Karya sastra novel tentang romansa cinta picisan berikutnya adalah ‘Dilan’. Karya Pidi baiq. Novel yang diterbitkan tahun 2015 ini berhasil mendapatkan hati para penikmat novel. Ditambah lagi novel ini telah naik ke layar lebar dengan judul yang sama ditahun 2018 , dan di tahun ini filmnya tayang kembali, dibuat sekuel yang sama dengan novelnya. Fakta menunjukkan bahwa antusiasme masyarakat terhadap film ini begitu luar biasa. Sampai-sampai Gubernur Jawa Barat, Ridwal Kamil memberikan dukungan terhadap karya sastra ini.
Dua novel di atas menunjukkan bahwa, dari waktu ke waktu cerita cinta selalu mendapatkan tempat di hati para penikmatnya. Romansa cinta yang dibalut dengan kata-kata manis nan indah membuat para pembaca hanyut akan alur ceritanya. Akan tetapi perlu kita ingat bahwa novel cinta semacam ini malah akan menyuburkan aktivitas pacaran.
Sebab pembaca terpengaruh isi bacaannya, maka bukan tak mungkin pembaca juga akan menirukan gaya percintaan roman picisan ini. Lalu adakah kisah cinta yang dibalut dengan Islam? Tentu ada. Penikmat novel romansa pasti mengenal karya Habiburahman El Sirazi. Novel ciptaannya berhasil menjadikan Islam sebagai pondasi kisah cinta, seperti ‘Ketika Cinta Bertasbih’, ‘Ayat-ayat Cinta’, ‘Pudarnya Pesona Cleopatra’ Dll.
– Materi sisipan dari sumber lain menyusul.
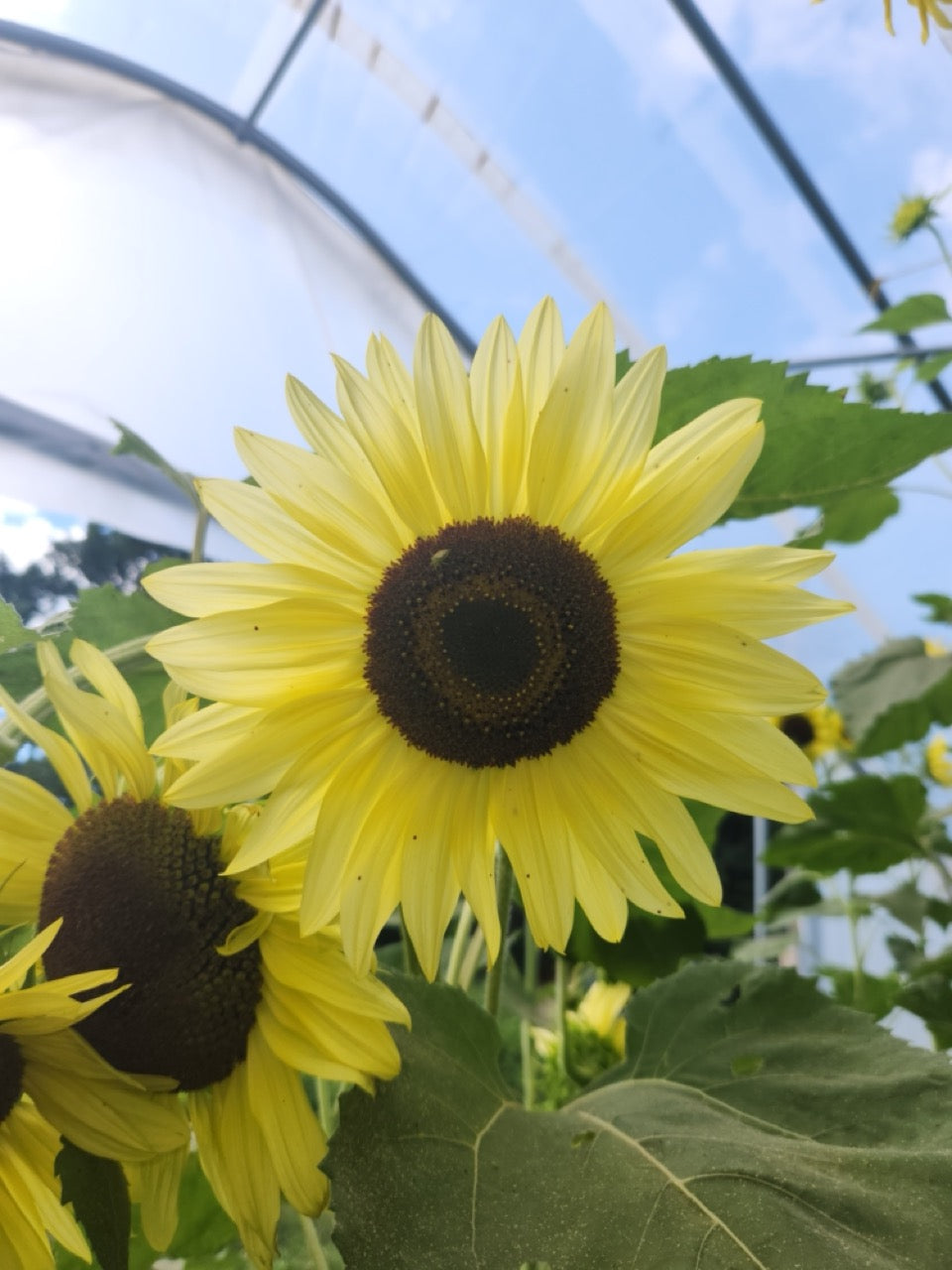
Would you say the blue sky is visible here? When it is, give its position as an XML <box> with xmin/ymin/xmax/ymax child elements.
<box><xmin>0</xmin><ymin>0</ymin><xmax>952</xmax><ymax>673</ymax></box>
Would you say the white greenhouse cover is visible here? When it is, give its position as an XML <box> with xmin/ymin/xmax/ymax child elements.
<box><xmin>0</xmin><ymin>0</ymin><xmax>952</xmax><ymax>673</ymax></box>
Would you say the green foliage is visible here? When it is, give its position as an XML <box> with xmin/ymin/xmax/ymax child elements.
<box><xmin>330</xmin><ymin>962</ymin><xmax>952</xmax><ymax>1270</ymax></box>
<box><xmin>110</xmin><ymin>419</ymin><xmax>202</xmax><ymax>511</ymax></box>
<box><xmin>793</xmin><ymin>485</ymin><xmax>898</xmax><ymax>548</ymax></box>
<box><xmin>915</xmin><ymin>353</ymin><xmax>952</xmax><ymax>384</ymax></box>
<box><xmin>657</xmin><ymin>357</ymin><xmax>952</xmax><ymax>544</ymax></box>
<box><xmin>912</xmin><ymin>590</ymin><xmax>952</xmax><ymax>625</ymax></box>
<box><xmin>56</xmin><ymin>1147</ymin><xmax>246</xmax><ymax>1270</ymax></box>
<box><xmin>860</xmin><ymin>292</ymin><xmax>952</xmax><ymax>335</ymax></box>
<box><xmin>765</xmin><ymin>775</ymin><xmax>935</xmax><ymax>875</ymax></box>
<box><xmin>831</xmin><ymin>635</ymin><xmax>952</xmax><ymax>757</ymax></box>
<box><xmin>820</xmin><ymin>965</ymin><xmax>902</xmax><ymax>1019</ymax></box>
<box><xmin>56</xmin><ymin>1140</ymin><xmax>132</xmax><ymax>1270</ymax></box>
<box><xmin>0</xmin><ymin>586</ymin><xmax>184</xmax><ymax>739</ymax></box>
<box><xmin>0</xmin><ymin>599</ymin><xmax>40</xmax><ymax>653</ymax></box>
Habiburahman berhasil menghadirkan cinta tanpa ada pacaran ataupun rayuan sebelum terjadi pernikahan. Akan tetapi apakah novel ini tidak lantas menyuburkan aktivitas pacaran? Tentu tidak. Sebab fakta di sekitar saya sendiri bahwa banyak orang yang masih berprinsip akan pacaran. Dan belum bisa terpengaruh akan pemahaman yang dibawa novel-novel islami ini.
Lalu apa penyebabnya?
Ketika Islam hanya diambil kulit luarnya saja, tanpa menyentuh akar dari Islam itu sendiri maka umat akan menerima Islam hanyalah setengah-setengah saja. Pun demikian dengan beberapa novel-novel cinta yang bersyu’ur Islam karangan para penulis di tanah air. Di sini Islam hanya sebagai pembungkusnya saja, belum menyentuh akar dari Islam itu sendiri.
Ketika kita hendak menanamkan pemahaman akan pergaulan dalam Islam, maka hendaklah kita mulai dari sisi aqidah Islam terdahulu. Sebab dasar atau akar dari Islam adalah aqidah, yang darinya terpancar banyak syariat Islam. Salah satunya adalah sistem pergaulan dalam Islam. Mabda Islam inilah yang menjadi dasar akan sebuah cerita.
Maka dari itu sejatinya ideologi Islam tidak bisa dilepaskan dari sisi kehidupan manapun. Bahkan karya sastra sekalipun membutuhkan ideologi Islam yang disajikan apik dalam indahnya sebuah alur cerita. Sehingga dari cerita non fiksi sekalipun kita mengenal mabda Islam, yang akan memberikan pemahaman terhadap ummat.